PIFA, Lokal – Polda Kalimantan Barat (Kalbar) mengungkapkan modus baru penyeludupan narkoba jenis sabu, yakni menggunakan plat berwarna merah untuk mengelabui pemeriksaan petugas.
Hal itu diungkapan oleh Direktorat Reserse Narkoba (Ditresnarkoba) Polda Kalbar, saat konferensi pers pemusnahan barang bukti Sabu dan Ekstasi di RS Bhayangkara Pontianak, Rabu 16 Juli 2025.
Modus tersebut dilakukan oleh seorang kurir sabu di Pontianak, berinisial MR (33). Ia berhasil ditangkap polisi di Jalan Tanjung Raya 1, Pontianak Timur pada 20 Juni 2025 sekira pukul 20.00 WIB saat melakukan transaksi dengan seseorang.
“Adanya narkotika jenis sabu sebanyak 20 bungkus dengan berat 19.965,81 gram yang ditemukan dalam kendaraan roda 4, yakni mobil Xenia,”ungkap Dirresnarkoba Polda Kalbar, Deddy Supriadi.
Tak hanya sabu, hasil pemeriksaan, polisi juga menemukan tiga pelat kendaraan palsu yang digunakan pelaku untuk mengelabui pemeriksaan petugas. Salah satunya pelat merah yang biasa digunakan untuk mobil dinas.

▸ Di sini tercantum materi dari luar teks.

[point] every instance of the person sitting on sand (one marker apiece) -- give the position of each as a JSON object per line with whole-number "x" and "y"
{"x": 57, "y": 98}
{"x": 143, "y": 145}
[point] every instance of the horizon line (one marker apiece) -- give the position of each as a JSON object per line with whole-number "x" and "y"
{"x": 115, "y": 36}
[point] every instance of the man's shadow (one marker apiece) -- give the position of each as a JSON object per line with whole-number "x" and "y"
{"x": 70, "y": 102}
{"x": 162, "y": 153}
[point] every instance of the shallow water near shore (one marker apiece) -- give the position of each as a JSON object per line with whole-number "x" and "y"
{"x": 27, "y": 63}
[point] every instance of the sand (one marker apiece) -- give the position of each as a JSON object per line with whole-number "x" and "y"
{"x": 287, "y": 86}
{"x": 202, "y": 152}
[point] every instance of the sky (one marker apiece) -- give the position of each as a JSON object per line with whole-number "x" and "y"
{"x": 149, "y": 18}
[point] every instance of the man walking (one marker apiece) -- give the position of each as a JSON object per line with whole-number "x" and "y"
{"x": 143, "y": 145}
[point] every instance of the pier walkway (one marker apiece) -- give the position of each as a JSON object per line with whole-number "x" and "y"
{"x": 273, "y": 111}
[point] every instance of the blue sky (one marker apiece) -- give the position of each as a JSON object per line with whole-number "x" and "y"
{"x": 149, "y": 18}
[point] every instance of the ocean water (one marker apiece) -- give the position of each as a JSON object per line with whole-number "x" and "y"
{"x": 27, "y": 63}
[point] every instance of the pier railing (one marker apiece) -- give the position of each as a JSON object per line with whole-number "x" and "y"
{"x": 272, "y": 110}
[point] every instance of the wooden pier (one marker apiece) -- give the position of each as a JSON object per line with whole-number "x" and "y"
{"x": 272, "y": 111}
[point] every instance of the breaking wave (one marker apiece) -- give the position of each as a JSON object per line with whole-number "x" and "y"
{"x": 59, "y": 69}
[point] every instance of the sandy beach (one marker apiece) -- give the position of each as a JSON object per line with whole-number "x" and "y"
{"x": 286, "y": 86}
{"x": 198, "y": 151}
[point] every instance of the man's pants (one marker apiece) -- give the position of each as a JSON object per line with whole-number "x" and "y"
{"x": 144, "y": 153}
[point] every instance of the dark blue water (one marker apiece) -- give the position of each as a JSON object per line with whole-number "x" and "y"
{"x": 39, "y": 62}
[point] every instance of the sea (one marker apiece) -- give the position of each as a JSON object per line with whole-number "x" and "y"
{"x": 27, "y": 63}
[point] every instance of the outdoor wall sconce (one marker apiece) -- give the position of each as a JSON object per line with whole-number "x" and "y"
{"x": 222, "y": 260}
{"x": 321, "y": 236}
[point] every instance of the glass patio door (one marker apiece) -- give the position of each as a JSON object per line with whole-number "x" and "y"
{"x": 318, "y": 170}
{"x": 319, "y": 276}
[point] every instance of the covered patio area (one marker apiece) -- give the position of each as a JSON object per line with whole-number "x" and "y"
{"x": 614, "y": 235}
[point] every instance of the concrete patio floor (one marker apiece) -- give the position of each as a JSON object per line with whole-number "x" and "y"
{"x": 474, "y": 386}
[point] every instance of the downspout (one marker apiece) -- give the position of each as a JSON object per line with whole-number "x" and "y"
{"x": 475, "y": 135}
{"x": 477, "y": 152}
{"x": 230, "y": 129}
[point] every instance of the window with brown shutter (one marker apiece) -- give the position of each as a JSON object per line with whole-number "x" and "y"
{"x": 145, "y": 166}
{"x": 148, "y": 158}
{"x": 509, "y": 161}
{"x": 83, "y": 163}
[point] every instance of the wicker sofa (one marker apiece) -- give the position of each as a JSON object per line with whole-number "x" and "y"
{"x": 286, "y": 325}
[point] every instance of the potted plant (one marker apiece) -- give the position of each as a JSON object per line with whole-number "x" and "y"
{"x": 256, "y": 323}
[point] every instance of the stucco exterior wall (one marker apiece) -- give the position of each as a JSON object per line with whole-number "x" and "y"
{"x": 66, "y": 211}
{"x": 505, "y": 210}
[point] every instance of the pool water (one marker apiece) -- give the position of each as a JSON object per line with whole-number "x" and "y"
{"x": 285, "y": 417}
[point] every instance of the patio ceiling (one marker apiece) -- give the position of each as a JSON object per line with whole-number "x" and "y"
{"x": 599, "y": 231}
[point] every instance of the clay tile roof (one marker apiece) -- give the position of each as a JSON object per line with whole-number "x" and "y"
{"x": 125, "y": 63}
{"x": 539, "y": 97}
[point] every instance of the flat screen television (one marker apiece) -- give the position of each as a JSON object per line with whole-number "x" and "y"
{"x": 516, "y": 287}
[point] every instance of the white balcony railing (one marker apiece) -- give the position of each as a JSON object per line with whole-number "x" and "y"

“Tiga plat nomor ini sudah diidentifikasi kemungkinan dugaan kami sampai saat ini ke kendaraan roda empat itu sudah kami identifikasi hasilnya tidak teregistrasi pada samsat. Sehingga kuat dugaan kami kendaraan ini sering oleh sindikat MR untuk melakukan oengantaran sabu dnegan berganti-ganti nomor,”jelasnya.
Dari pengakuan pelaku, ternyata memang benar bahwa sebelumnya juga pernah melakukan pengambilan dengan mobil yang sama.
“Berdasarkan keteranfan dari tersangka juga dia sebelumnya satu minggu yang lalu juga melakukan pengambilan dengan mobil yang sama dengan berat natkotika 7 kilogram,“pungkasnya.
Hingga saat ini pelaku sudah berhasil diamankan dan barang bukti tersebut sudah dimusnahkan Polda Kalbar.